Answer: The area of the region is given by $\frac{\pi}{4} - \frac{1}{2}\left(\frac{e^2 - 1}{e^2 + 1}\right)^2$.

1Step 1: Find the Intersection Points

To find the intersection points, we need to solve the equations $y = \operatorname{sech} x, x = 1,$ and $x^2 + y^2 = 1$ simultaneously. First, notice that $x = 1$ is a vertical line, so we just need to find the points where it intersects with $y = \operatorname{sech} x$ and with the unit circle. For the unit circle, substitute x=1 into the equation of the unit circle: $1^2 + y^2 = 1$. That gives us $y^2 = 0$, so $y = 0$. So the intersection point is $(1,0)$. For the curve $y = \operatorname{sech} x$, substitute x=1 into the equation: $y =\operatorname{sech}(1)$. So the second intersection point is $(1, \operatorname{sech}(1))$.

2Step 2: Set up the Integrals

To find the desired area, we will integrate along the x-axis from 0 to 1. Write the integral for each curve. For the unit circle: $A_1 = \int_0^1 \sqrt{1-x^2}dx$ For the curve $y = \operatorname{sech} x$: $A_2 = \int_0^1 \operatorname{sech} x dx$ The desired area, $A, is the difference between these two areas: $A = A_1 - A_2$.

3Step 3: Compute the Integrals

Calculate the individual integrals: For the unit circle: $A_1 = \frac{\pi}{4}$, since this is the quarter of the unit circle. For $y = \operatorname{sech} x$, we can make a substitution. Let $u = \tanh(x)$. Thus, $du = \operatorname{sech}^2(x) dx$ and $\operatorname{sech}(x) = \frac{1}{\cosh(x)}$. So, our integral becomes, $A_2 = \int \frac{1}{\cosh(x)} dx = \int \frac{\operatorname{sech}^2(x)}{\operatorname{sech}(x)} dx = \int u \cdot du$. From $0$ to $1$, the bounds of $u$ change to $0$ to $\frac{e^2 - 1}{e^2 + 1}$. Thus, $A_2 = \frac{1}{2}\left(\frac{e^2 - 1}{e^2 + 1}\right)^2$.

4Step 4: Calculate the Desired Area

We have found the individual areas $A_1$ and $A_2$. Now we can calculate the desired area $A$: $A = A_1 - A_2 = \frac{\pi}{4} - \frac{1}{2}\left(\frac{e^2 - 1}{e^2 + 1}\right)^2$. The desired area of the region bounded by $y = \operatorname{sech} x, x = 1,$ and the unit circle is $\frac{\pi}{4} - \frac{1}{2}\left(\frac{e^2 - 1}{e^2 + 1}\right)^2$.

Key Concepts

Area Under a CurveDefinite IntegralUnit Circle

Area Under a Curve

Finding the area under a curve is a fundamental concept in calculus. Imagine you have a curve defined on a graph, and you want to know how much space is underneath it between certain points. This is what is referred to as the "area under a curve."

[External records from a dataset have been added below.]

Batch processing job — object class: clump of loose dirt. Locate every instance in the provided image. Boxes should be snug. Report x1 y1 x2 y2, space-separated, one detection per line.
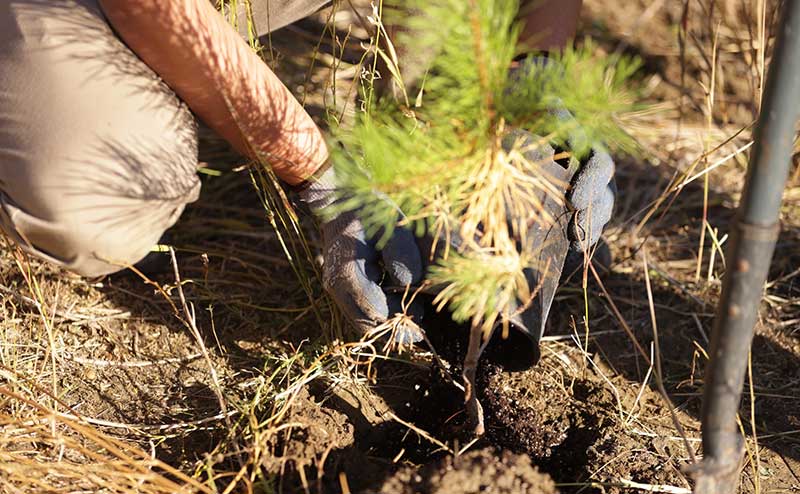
481 363 572 458
263 388 353 473
378 448 558 494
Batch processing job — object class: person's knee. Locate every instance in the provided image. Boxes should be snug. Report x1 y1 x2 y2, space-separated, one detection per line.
0 0 200 276
0 183 199 277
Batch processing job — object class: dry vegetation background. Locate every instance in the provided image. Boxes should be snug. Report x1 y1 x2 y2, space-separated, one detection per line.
0 0 800 493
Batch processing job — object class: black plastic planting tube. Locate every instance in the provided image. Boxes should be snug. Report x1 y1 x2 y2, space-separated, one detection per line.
695 0 800 494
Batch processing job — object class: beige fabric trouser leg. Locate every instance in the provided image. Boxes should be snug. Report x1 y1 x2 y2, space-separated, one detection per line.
0 0 326 276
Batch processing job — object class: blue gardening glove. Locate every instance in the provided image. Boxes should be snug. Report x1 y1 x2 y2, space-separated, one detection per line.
298 167 423 344
559 115 617 252
511 57 617 252
502 129 574 367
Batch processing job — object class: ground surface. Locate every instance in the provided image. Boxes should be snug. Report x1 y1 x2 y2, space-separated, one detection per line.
0 0 800 494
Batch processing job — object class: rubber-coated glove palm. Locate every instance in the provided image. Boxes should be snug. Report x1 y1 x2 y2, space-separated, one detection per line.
299 167 423 344
511 57 617 251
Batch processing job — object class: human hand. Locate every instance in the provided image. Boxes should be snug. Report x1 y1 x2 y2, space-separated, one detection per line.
299 167 423 344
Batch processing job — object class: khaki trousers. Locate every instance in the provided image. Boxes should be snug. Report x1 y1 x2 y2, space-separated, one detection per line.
0 0 328 276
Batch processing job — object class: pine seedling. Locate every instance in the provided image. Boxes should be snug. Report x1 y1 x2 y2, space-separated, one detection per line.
324 0 638 432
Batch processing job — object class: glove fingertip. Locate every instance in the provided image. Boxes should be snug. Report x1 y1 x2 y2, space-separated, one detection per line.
381 228 422 285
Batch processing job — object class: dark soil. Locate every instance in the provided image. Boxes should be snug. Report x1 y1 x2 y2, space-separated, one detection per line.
374 448 557 494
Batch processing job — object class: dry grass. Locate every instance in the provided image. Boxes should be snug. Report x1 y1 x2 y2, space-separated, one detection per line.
0 0 800 493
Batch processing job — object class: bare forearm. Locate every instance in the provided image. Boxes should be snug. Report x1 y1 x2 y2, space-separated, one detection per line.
100 0 328 184
520 0 583 51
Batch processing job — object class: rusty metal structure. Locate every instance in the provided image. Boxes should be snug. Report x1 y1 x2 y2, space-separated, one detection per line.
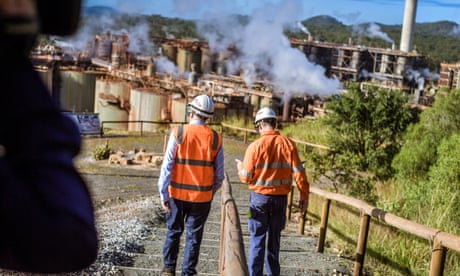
31 3 440 125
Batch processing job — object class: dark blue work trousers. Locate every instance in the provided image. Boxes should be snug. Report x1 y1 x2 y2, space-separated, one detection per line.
248 192 287 276
163 198 211 275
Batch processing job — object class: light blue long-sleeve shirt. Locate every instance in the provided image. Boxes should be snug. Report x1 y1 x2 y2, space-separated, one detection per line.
158 119 225 202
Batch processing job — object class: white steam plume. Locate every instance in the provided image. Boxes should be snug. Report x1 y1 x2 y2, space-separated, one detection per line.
198 0 340 98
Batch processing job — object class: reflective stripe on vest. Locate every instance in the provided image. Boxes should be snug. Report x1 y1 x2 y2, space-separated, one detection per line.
169 125 222 202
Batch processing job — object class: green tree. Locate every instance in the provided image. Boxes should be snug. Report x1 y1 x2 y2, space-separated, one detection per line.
392 90 460 182
421 134 460 235
325 84 418 201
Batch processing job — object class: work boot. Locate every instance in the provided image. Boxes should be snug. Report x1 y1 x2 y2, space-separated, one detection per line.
160 267 176 276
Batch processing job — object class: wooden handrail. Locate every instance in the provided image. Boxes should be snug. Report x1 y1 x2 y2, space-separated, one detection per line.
310 187 460 276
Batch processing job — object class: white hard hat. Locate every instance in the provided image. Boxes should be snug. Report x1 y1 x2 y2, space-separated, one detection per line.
254 107 276 124
188 95 214 118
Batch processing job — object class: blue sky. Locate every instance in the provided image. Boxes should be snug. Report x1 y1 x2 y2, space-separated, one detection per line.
83 0 460 25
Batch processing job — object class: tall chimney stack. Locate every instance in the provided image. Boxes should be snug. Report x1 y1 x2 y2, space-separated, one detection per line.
399 0 417 52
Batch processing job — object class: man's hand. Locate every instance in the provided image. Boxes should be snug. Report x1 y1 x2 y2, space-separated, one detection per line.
235 159 242 171
161 200 171 212
299 199 308 214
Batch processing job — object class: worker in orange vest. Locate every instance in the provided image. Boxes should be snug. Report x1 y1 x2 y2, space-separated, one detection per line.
158 95 225 275
236 107 310 276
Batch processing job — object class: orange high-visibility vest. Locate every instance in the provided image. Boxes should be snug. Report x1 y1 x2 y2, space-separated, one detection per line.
168 124 222 202
238 130 310 199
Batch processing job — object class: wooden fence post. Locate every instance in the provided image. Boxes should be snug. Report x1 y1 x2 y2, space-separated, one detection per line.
316 198 331 253
430 238 447 276
353 214 371 276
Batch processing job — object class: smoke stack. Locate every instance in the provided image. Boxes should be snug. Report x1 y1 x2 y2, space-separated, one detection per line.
399 0 417 52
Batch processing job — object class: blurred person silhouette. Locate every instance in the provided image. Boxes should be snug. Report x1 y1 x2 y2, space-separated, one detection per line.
235 107 310 276
0 0 98 273
158 95 225 275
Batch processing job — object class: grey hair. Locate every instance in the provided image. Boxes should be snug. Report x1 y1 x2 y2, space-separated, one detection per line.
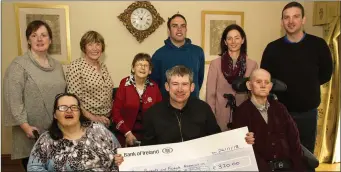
166 65 193 83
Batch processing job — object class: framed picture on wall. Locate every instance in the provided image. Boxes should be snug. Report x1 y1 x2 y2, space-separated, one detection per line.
14 3 71 64
201 11 244 64
313 2 328 26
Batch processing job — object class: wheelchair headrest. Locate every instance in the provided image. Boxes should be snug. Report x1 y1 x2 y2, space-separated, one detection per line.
232 78 287 92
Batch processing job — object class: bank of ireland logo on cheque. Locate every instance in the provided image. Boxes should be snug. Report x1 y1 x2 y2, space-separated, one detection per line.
162 147 173 154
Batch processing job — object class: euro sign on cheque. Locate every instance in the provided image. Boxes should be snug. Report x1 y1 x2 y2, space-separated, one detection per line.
117 127 258 171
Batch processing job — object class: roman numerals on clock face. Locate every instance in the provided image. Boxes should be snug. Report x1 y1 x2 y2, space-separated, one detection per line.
130 8 153 30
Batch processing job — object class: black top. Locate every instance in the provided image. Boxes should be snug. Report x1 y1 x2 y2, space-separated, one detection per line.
142 97 221 145
261 34 333 112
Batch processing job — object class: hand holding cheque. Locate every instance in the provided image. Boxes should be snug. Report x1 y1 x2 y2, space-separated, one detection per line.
117 127 258 171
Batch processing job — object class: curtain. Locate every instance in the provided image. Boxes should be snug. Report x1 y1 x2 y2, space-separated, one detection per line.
314 16 340 163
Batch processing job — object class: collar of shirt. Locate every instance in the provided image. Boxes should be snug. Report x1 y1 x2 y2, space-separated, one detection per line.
251 97 270 112
284 32 306 44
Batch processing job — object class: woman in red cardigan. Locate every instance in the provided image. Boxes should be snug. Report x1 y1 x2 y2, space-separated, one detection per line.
112 53 162 147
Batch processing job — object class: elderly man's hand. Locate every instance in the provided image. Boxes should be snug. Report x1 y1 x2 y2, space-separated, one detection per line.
114 154 124 166
245 132 255 145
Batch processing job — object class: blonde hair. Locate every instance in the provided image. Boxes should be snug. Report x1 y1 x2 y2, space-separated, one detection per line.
79 30 105 53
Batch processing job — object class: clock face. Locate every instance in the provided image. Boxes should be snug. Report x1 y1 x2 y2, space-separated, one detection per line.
130 8 153 30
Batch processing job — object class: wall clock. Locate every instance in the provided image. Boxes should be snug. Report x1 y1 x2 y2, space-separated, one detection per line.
117 1 165 43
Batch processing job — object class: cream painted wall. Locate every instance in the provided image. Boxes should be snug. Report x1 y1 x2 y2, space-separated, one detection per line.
1 1 322 154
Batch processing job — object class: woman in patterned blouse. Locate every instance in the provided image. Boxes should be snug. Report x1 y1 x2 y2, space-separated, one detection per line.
112 53 162 146
27 93 123 171
66 31 114 126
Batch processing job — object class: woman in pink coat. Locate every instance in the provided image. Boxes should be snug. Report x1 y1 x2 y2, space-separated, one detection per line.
206 24 258 131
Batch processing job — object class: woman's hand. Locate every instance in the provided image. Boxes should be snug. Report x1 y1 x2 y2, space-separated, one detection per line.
114 154 124 166
20 123 39 139
126 132 137 146
245 132 255 145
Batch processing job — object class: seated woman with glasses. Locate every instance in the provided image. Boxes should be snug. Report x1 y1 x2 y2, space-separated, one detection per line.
112 53 162 146
27 93 123 171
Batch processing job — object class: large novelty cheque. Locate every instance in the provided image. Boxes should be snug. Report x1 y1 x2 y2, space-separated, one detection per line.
117 127 258 171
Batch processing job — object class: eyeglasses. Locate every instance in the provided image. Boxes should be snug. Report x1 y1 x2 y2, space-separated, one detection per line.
136 64 149 68
57 105 80 112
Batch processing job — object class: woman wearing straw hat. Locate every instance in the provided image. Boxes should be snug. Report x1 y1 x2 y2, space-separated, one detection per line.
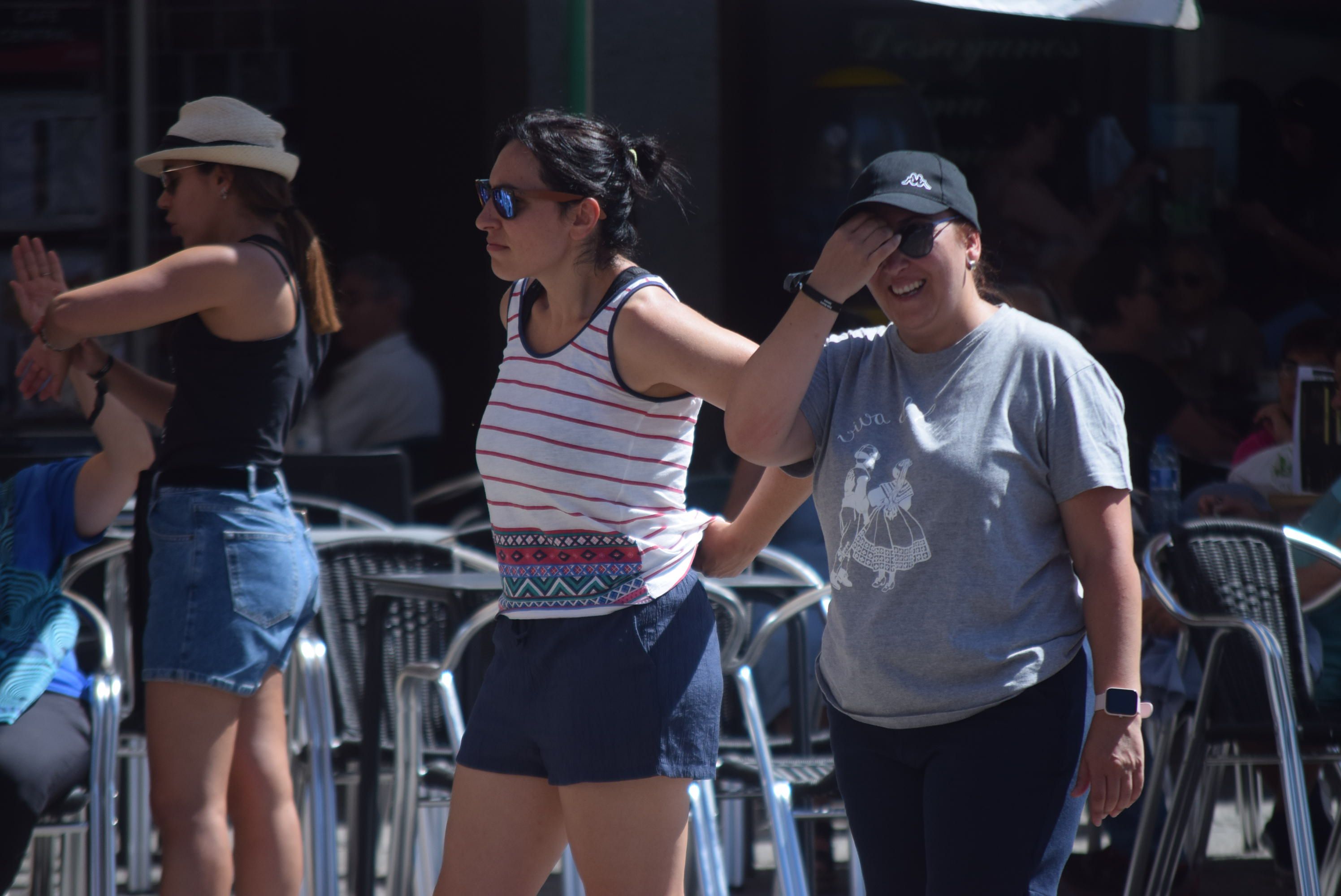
17 97 339 896
434 112 810 896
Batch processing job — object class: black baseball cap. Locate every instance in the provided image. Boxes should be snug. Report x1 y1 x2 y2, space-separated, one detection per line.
838 149 982 231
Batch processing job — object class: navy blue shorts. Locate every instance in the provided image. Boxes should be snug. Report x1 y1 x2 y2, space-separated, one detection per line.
459 574 722 786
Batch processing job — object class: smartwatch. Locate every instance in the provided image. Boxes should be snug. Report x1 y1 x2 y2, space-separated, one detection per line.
1094 688 1155 719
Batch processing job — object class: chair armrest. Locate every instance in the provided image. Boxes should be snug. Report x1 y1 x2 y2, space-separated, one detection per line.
740 585 831 665
1285 526 1341 613
438 535 499 573
61 590 117 677
411 472 484 510
699 578 750 667
440 601 499 671
61 539 130 587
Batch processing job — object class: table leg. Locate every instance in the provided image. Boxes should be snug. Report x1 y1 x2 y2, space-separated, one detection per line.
349 595 388 896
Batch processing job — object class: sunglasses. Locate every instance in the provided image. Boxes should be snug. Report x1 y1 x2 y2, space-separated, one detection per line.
1164 271 1202 290
158 162 205 196
475 178 605 221
897 215 959 259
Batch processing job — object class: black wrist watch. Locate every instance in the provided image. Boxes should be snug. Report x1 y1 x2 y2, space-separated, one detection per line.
782 270 839 313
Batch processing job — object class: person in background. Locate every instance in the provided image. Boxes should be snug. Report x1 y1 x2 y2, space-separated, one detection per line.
1073 241 1235 490
980 90 1157 313
1233 78 1341 346
288 255 442 453
726 151 1149 893
1160 237 1266 426
0 260 154 893
1229 319 1338 495
20 97 339 896
434 110 810 896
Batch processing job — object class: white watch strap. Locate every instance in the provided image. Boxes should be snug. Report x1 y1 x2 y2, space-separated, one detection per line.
1094 694 1155 719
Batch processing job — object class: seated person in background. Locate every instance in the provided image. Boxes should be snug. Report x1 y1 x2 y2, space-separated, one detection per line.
1229 321 1338 495
0 276 154 893
1161 237 1266 422
722 460 829 724
1073 243 1238 488
287 255 442 453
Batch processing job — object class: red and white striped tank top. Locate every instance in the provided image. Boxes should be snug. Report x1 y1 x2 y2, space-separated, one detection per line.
475 268 709 618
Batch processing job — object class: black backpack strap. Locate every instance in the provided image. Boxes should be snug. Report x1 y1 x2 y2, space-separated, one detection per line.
243 233 302 302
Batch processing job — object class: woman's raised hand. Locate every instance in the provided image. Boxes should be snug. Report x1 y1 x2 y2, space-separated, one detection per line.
13 336 73 401
9 236 70 329
809 212 901 308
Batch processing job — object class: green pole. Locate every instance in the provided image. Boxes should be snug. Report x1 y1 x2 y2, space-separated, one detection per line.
569 0 593 114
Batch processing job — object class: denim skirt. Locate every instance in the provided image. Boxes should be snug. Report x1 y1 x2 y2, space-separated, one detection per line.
459 574 722 786
142 482 318 696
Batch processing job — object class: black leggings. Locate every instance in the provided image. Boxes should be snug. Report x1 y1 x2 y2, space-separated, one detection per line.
0 691 90 893
829 652 1091 896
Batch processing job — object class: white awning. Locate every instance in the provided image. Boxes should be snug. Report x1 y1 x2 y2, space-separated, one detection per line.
919 0 1202 30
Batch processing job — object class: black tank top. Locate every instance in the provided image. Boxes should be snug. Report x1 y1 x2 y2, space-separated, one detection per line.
158 233 330 470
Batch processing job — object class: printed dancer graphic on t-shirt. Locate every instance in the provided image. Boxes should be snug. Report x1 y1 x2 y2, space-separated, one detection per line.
831 456 930 591
830 445 880 591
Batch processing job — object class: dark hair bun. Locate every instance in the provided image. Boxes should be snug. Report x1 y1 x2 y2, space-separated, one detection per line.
495 109 688 267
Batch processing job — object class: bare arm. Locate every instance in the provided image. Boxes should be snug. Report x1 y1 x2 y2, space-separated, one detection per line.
1060 488 1145 823
70 354 154 538
46 246 279 346
1165 404 1239 464
727 215 899 465
614 287 756 408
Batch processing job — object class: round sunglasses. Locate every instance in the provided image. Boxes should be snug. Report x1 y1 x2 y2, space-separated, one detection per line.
895 215 959 259
475 178 605 221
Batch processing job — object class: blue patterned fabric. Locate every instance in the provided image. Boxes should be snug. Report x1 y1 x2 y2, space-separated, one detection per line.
0 460 90 723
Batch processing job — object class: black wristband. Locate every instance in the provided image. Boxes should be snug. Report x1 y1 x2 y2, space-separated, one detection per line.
800 280 838 313
88 375 111 426
88 351 117 381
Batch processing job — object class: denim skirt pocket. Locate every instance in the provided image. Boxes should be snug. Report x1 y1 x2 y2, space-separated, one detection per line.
224 530 299 628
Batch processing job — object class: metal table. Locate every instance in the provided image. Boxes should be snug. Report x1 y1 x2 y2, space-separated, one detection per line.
346 571 503 896
346 566 810 896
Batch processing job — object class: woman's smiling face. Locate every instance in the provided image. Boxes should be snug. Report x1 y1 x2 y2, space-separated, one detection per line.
866 204 982 350
475 141 573 280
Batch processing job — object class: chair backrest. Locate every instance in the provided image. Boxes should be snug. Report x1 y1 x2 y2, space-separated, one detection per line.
290 492 396 533
283 449 413 523
1169 519 1317 724
312 534 496 753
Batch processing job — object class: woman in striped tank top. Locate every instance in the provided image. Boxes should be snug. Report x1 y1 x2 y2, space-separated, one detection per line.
436 112 810 896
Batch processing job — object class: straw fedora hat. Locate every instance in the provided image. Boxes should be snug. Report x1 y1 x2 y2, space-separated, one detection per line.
135 97 298 181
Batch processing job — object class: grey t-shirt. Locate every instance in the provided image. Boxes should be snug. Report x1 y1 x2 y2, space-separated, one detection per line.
787 306 1132 728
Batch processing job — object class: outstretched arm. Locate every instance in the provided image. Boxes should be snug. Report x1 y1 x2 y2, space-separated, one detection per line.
695 468 813 578
727 215 899 465
70 343 154 538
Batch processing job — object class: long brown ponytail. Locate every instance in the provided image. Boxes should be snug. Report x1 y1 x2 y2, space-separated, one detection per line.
221 165 339 333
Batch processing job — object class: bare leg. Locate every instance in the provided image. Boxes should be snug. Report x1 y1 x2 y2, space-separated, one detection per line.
145 681 243 896
559 778 689 896
228 668 303 896
433 766 566 896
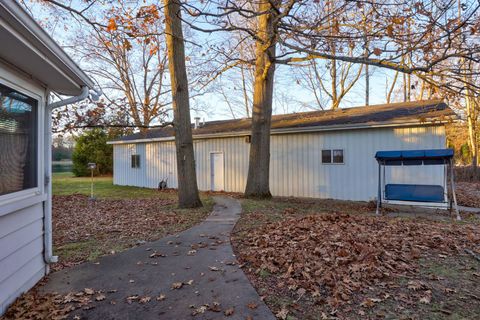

Using integrals, you can calculate this area precisely. The process involves integrating the function of the curve over a specific interval.

The integral of a function gives you the accumulated area from the starting point to the end point.
This is equivalent to summing an infinite number of infinitely small rectangles under the curve.

In our problem, we used this concept to determine the area between the curve given by $y = \operatorname{sech} x$ and the unit circle from $x = 0$ to $x = 1$. Understanding how to set up the integral is crucial for solving such problems, and helps in visualizing how different curves interact with each other.

Definite Integral

The definite integral is a specific type of integral used to calculate the exact area under a curve between two points. It has set limits, unlike an indefinite integral, which represents a family of functions.

In the context of this exercise, we set up definite integrals to find the areas under two different curves.

For the unit circle, the integral was $\int_0^1 \sqrt{1-x^2} \, dx$ which describes the area under the curve $\sqrt{1-x^2}$.
For the function $y = \operatorname{sech} x$, the integral was $\int_0^1 \operatorname{sech} x \, dx$.

These definite integrals give us precise numerical values, illustrating how much space each curve occupies over the specified interval. Understanding definite integrals as a tool to measure area helps in numerous applications of calculus, from physics to economics.

Unit Circle

The unit circle is a basic concept in mathematics where a circle has a radius of 1. It's centered at the origin of the coordinate system, described by the equation $x^2 + y^2 = 1$. This simple structure offers profound insights into trigonometry and calculus.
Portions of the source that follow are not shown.